Effects of knowledge sharing within and between business units in MNCs

Photo: Paul Gooderham (NHH), Torben Pedersen (Bocconi), Jarle Hildrum (Telenor), Frank Elter (Telenor) and Angels Dasi (University of Valencia)
Photo: Paul Gooderham (NHH), Torben Pedersen (Bocconi), Jarle Hildrum (Telenor), Frank Elter (Telenor) and Angels Dasi (University of Valencia)
By Dasi, A., Pedersen, T., Gooderham, Elter, F. and Hildrum, J.

15 June 2018 14:35

Effects of knowledge sharing within and between business units in MNCs

The Journal of World Business recently published a study by FOCUS researcher Paul Gooderham conducted with Jarle Hildrum (Telenor), Torben Pedersen (Bocconi), Angels Dasi (University of Valencia) and Frank Elter (Telenor) that explores the organizational separation effect on knowledge sharing within and between business units in MNCs.

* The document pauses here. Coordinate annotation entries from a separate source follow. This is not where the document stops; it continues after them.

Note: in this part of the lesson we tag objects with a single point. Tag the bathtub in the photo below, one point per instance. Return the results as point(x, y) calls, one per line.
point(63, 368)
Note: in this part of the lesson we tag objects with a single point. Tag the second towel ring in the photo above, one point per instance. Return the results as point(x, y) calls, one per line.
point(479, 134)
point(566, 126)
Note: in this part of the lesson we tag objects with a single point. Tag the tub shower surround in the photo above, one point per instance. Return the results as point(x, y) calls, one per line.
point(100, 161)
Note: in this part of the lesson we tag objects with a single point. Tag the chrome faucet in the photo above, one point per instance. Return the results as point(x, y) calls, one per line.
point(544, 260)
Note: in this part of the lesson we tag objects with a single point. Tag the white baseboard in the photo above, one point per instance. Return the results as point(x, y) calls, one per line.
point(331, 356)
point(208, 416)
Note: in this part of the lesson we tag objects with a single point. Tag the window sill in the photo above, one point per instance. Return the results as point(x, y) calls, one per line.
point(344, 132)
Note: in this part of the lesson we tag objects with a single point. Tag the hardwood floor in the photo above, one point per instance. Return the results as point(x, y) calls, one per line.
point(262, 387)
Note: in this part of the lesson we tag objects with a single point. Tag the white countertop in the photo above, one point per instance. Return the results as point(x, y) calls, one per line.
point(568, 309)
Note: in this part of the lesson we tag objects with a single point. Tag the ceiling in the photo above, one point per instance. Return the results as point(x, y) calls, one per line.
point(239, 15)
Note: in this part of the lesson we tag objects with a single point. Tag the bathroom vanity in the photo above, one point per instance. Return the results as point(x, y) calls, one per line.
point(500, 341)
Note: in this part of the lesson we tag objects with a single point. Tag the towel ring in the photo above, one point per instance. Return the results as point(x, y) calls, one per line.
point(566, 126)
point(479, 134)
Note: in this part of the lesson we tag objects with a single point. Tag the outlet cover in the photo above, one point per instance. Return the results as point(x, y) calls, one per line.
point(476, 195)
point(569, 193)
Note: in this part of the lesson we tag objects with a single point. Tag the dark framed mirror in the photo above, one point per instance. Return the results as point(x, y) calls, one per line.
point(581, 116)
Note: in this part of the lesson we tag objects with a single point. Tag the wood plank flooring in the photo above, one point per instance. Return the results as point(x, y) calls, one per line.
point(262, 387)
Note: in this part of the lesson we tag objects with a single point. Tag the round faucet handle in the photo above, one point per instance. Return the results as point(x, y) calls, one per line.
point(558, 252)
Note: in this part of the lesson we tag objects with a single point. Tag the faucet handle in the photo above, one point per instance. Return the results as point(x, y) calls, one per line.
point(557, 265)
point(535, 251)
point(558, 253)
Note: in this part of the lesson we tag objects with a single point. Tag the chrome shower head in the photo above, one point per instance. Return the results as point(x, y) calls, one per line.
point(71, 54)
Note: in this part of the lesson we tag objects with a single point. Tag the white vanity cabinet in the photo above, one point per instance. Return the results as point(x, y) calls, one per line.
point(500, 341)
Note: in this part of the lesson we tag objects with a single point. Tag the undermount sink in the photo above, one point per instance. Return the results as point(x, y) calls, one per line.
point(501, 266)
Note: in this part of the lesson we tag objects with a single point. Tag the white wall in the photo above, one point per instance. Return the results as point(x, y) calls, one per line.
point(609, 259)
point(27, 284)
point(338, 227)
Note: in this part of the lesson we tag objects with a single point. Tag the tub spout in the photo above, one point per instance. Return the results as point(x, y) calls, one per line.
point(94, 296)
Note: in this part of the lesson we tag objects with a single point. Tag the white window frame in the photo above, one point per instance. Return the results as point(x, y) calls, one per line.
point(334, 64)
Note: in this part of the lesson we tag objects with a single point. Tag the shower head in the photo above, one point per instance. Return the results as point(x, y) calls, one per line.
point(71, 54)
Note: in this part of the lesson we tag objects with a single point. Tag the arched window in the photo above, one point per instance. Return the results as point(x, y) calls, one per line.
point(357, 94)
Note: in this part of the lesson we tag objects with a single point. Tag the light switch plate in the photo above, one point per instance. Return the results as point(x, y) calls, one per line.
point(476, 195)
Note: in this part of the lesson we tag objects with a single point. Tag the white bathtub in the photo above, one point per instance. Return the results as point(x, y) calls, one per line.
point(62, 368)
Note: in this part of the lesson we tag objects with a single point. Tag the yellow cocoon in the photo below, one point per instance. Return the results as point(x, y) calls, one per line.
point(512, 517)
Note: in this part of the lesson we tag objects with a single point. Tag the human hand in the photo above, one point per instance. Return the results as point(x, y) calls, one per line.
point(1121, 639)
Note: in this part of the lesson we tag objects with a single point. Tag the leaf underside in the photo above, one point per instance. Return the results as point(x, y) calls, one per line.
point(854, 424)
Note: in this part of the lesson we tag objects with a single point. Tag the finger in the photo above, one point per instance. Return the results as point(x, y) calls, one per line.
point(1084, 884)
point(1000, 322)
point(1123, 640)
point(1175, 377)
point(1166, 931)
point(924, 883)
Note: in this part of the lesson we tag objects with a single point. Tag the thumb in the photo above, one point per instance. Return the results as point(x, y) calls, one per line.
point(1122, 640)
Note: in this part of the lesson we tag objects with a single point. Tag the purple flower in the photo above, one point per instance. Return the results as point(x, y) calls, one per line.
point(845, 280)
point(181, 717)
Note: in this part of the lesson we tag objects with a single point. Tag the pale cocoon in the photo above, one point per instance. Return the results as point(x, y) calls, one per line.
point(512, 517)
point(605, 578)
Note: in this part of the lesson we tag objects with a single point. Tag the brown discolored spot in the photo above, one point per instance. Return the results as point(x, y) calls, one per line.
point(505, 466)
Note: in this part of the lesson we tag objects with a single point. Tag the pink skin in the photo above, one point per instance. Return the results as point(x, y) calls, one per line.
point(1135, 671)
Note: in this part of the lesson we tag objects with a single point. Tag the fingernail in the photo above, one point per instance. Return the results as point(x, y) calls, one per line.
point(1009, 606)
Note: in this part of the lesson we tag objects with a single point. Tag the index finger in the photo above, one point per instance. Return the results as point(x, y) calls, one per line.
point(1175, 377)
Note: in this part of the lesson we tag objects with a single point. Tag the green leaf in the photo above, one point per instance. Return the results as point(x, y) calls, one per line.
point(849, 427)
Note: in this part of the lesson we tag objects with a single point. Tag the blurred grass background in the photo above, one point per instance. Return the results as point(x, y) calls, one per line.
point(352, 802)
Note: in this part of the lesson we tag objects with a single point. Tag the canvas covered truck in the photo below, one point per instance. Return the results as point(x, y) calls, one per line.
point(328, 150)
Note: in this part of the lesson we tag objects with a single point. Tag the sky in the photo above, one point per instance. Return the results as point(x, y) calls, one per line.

The authors summarise the main findings in the paper as follows:
Multinational companies (MNCs) comprise business units many of which are located abroad but some of which may be located in the parent country. Employing data from Telenor, we find evidence that the internal boundaries between business units have an impact on knowledge sharing. Unsurprisingly knowledge sharing between individuals within the same business unit is significantly more common than knowledge sharing between business units. However, what is novel is that we show that the factors that promote knowledge sharing within and between business units differ. Individuals’ intrinsic motivation, innovative values and job autonomy are relatively more important drivers for sharing knowledge within their own business units. Further, individuals’ extrinsic motivation, result-oriented values and corporate employee development are relatively more effective for sharing knowledge across business units.
 
Why are these findings important and what is new about them in terms of extant knowledge?
This study is the first to analyze knowledge sharing within MNCs at the individual level and between the two contexts: within and between business units. We add to previous research from the Organizational Behavior literature by comparing individuals’ behavior under conditions of contextual variability within the same firm. Additionally, our level of analysis -the individual- allows us to extend previous findings from the International Business field by showing that the organizational separation effect does not substitute but supplements previous research on the effect of distances on knowledge sharing.
 
What can managers learn from this study?
We provide managers with a better understanding of why individuals behave differently depending on the organizational context. We identify the degree of psychological safety individuals feel as a critical factor. Within the same business units, managers should avoid interventions that introduce an external sense of pressure. Instead, they should ensure that individuals’ have a sense of control by supporting job autonomy and promoting innovative values. However, for the promotion of knowledge sharing across business units there is a greater scope for managerial intervention that compensates for a reduced sense of control. Introducing external rewards, fostering result-oriented values and implementing corporate employee development programs helps managers enhance the psychological security necessary for knowledge sharing.